III. Vicarious Trademark Infringement: A. In General
The Supreme Court has not articulated a standard for finding vicarious liability for trademark infringement, as it has done regarding contributory liability in the case of Inwood, supra. Banff Ltd. v. Limited, Inc., 869 F.Supp.1103, 1111 (S.D.N.Y. 1994). Rather, vicarious liability theory has evolved in the federal courts under two main standards: One is the application of agency principles to parties involved in trademark infringement. See Am. Tel. & Tel. Co. v. Winback & Conserve Program Inc., 42 F.3d 1421, 1437 (3d Cir. 1994) and Fare Deals, Ltd. v. World Choice Travel.com, Inc. 180 F.Supp.2d 678, 684 (D.Md. 2001). The other standard is derived from joint tortfeasor liability doctrine and incorporates elements of agency law as well. See David Berg & Co. v. Gatto Int’l Trading Co., 884 F2d 306, 311 (7th Cir. 1989); Hard Rock Café Licensing Corp. v. Concession Services, Inc. 955 F.2d 1143, 1150 (7th Cir. 1992)(citing David Berg, supra); Government Employees Insurance Co. v. Google, Inc., 330 F.Supp.2d 700, 705 (E.D. Va. 2004); SB Designs v. Reebok Int’l, Ltd., 338 F.Supp. 904, 909 (N.D. Ill. 2004); Fonovisa, Inc. v. Cherry Auction, Inc. 847 F.Supp. 1492, 1499 (E.D. Cal. 1994), reversed and remanded on other grounds, 76 F.3d 259 (9th Cir. 1996). The ways in which vicarious liability can arise under these two standards are discussed in the sections below. Note also, in a related area but beyond the scope of this chapter, that corporate officers in appropriate circumstances may be personally liable for trademark infringement by their corporations. See, e.g. Babbit Electronics, Inc. v. Dynascan Corp., 38 F.3d 1161, 1183-1184 (11th Cir. 1994).

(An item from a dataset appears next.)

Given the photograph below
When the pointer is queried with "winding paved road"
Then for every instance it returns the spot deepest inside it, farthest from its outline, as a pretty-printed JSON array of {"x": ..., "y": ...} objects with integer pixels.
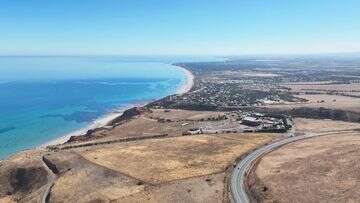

The legal rationale for applying agency law to trademark infringement was explained by the Third Circuit in Am. Tel. & Tel. Co. v. Winback & Conserve Program Inc., 42 F.3d 1421, 1437 (3d Cir. 1994). That case involved a dispute between the American Telephone and Telegraph Company (“AT & T”), the long-distance telecommunications carrier, and one of its resellers, Winback and Conserve Program, Inc. over trademark infringements by the reseller’s sales representatives. Am. Tel. & Tel. Co., supra at 1423. The plaintiff, AT & T, contended that the reseller together with its president (“Winback”), were liable for the infringements under common law principles of agency, including the doctrine of apparent authority, and the court agreed. Id. at 1429, 1434. Am. Tel. & Tel. Co. is discussed in further detail, infra.
In reaching its conclusion that liability based on agency principles was appropriate, the Third Circuit noted at the outset that the “applicability of common law doctrines in litigation under federal statutes depends on whether those principles advance the goal of the particular federal statute which plaintiffs allege has been violated.” Am. Tel. & Tel. Co., supra at 1429, citing Petro-Tech, Inc. v. Western Co. of North America, 824 F.2d 1349, 1356 (3d Cir. 1987)(citations omitted). Because the Lanham Act is derived from tort common law, the court reasoned, “it is self-evident that application of at least some tort concepts of liability will ‘advance the goals of the [the Act.]’” Am. Tel. & Tel. Co., supra at 1433, citing Petro-Tech, Inc., 824 F.2d at 1356.
More fundamentally, while the parties acknowledged that AT & T had the right to sue the defendants’ sales representatives under the Act, they further conceded that it was not feasible for AT & T to initiate lawsuits in separate jurisdictions against each of the sales agents. Am. Tel. & Tel. Co., supra at 1434. “The only feasible way for AT & T to assert its federal rights[,]” the court concluded,
would be to sue the principal, who, if an agency relationship is established, is able to exercise at least some control over its agents, who authorized the sales representatives to enter into contracts on its behalf, and who receives direct financial benefits from those contracts. If the Act prohibited such liability, then infringing actions would continue undeterred, a company would benefit from undeterred unlawful acts, and the statute’s purpose to prohibit unfair competition would go unrealized.